Traumatic spinal cord injury (SCI) triggers a chain of events that is accompanied by an inflammatory reaction leading to necrotic cell death at the core of the injury site, which is restricted by astrogliosis and apoptotic cell death in the surrounding areas. Activation of nuclear factor-κB (NF-κB) signaling pathway has been shown to be associated with inflammatory response induced by SCI. Here, we elucidate the pattern of activation of NF-κB in the pathology of SCI in rats and investigate the effect of transplantation of spinal neural precursors (SPC-01) on its activity and related astrogliosis.
Using a rat compression model of SCI, we transplanted SPC-01 cells or injected saline into the lesion 7 days after SCI induction. Paraffin-embedded sections were used to assess p65 NF-κB nuclear translocation at days 1, 3, 7, 10, 14, and 28 and to determine levels of glial scaring, white and gray matter preservation, and cavity size at day 28 after SCI. Additionally, levels of p65 phosphorylated at Serine536 were determined 10, 14, and 28 days after SCI as well as levels of locally secreted TNF-α.
We determined a bimodal activation pattern of canonical p65 NF-κB signaling pathway in the pathology of SCI with peaks at 3 and 28 days after injury induction. Transplantation of SCI-01 cells resulted in significant downregulation of TNF-α production at 10 and 14 days after SCI and in strong inhibition of p65 NF-κB activity at 28 days after SCI, mainly in the gray matter. Moreover, reduced formation of glial scar was found in SPC-01-transplanted rats along with enhanced gray matter preservation and reduced cavity size.
The results of this study demonstrate strong immunomodulatory properties of SPC-01 cells based on inhibition of a major signaling pathway. Canonical NF-κB pathway activation underlines much of the immune response after SCI including cytokine, chemokine, and apoptosis-related factor production as well as immune cell activation and infiltration. Reduced inflammation may have led to observed tissue sparing. Additionally, such immune response modulation could have impacted astrocyte activation resulting in a reduced glial scar.

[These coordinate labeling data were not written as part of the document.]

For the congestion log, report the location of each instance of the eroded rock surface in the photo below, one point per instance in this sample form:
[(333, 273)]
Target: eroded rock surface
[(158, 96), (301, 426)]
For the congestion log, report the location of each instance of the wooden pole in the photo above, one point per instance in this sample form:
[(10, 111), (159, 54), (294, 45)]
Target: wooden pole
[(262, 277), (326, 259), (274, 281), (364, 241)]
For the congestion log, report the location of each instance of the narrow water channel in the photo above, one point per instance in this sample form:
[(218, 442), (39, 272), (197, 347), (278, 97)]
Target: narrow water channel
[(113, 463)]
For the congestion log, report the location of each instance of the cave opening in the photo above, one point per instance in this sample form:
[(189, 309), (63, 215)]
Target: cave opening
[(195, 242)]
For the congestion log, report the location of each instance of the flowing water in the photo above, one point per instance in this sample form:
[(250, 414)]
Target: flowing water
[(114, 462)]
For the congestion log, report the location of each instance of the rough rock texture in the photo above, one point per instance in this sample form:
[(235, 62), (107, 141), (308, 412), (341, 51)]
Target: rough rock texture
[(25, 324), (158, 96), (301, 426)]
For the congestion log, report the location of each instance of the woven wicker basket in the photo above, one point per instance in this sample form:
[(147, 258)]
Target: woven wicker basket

外伤性脊髓损伤(SCI)引发一系列事件,伴随着炎症反应,导致损伤部位核心的坏死细胞死亡,星形胶质细胞增生和周围区域的细胞凋亡将其限制。核因子-κB(NF-κB)信号通路的激活已被证明与 SCI 引起的炎症反应有关。在这里,我们阐明了 NF-κB 在大鼠 SCI 病理中的激活模式,并研究了脊髓神经前体细胞(SPC-01)移植对其活性和相关星形胶质细胞增生的影响。

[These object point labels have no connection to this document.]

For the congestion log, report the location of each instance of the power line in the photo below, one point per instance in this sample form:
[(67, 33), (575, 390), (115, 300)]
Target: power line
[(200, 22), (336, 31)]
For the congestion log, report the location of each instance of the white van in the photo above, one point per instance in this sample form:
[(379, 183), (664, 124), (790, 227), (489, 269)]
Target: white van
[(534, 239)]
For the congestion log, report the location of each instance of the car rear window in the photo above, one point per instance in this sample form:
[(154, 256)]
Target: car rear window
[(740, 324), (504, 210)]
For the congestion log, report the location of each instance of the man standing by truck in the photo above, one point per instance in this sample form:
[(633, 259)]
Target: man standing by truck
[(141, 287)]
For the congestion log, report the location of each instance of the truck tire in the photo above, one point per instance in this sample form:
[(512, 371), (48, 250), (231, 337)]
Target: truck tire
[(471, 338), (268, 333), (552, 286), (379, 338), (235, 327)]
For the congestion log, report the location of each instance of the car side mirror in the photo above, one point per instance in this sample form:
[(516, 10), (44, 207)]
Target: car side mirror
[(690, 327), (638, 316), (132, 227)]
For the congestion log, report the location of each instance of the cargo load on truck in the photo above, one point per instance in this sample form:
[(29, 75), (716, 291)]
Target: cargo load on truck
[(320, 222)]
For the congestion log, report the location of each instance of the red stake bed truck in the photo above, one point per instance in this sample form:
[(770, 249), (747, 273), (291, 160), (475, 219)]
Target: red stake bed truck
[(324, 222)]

使用大鼠 SCI 压迫模型,我们在 SCI 诱导后 7 天将 SPC-01 细胞移植或注射到损伤部位。使用石蜡包埋切片在第 1、3、7、10、14 和 28 天评估 p65 NF-κB 核易位,并在 SCI 后第 28 天评估神经胶质瘢痕、白质和灰质保存以及腔大小。此外,还在 SCI 后 10、14 和 28 天测定 p65 Serine536 磷酸化水平以及局部分泌的 TNF-α水平。
我们确定了 SCI 病理中经典 p65 NF-κB 信号通路的双峰激活模式,损伤诱导后 3 和 28 天达到峰值。SPC-01 细胞移植导致 SCI 后 10 和 14 天 TNF-α产生显著下调,SCI 后 28 天 p65 NF-κB 活性受到强烈抑制,主要在灰质中。此外,在 SPC-01 移植大鼠中发现神经胶质瘢痕形成减少,同时灰质保存增强,腔体积减小。
这项研究的结果表明,SPC-01 细胞具有强大的免疫调节特性,基于对主要信号通路的抑制。经典 NF-κB 通路的激活强调了 SCI 后包括细胞因子、趋化因子和凋亡相关因子产生以及免疫细胞激活和浸润在内的大部分免疫反应。炎症的减少可能导致了观察到的组织保存。此外,这种免疫反应的调节可能影响星形胶质细胞的激活,导致神经胶质瘢痕减少。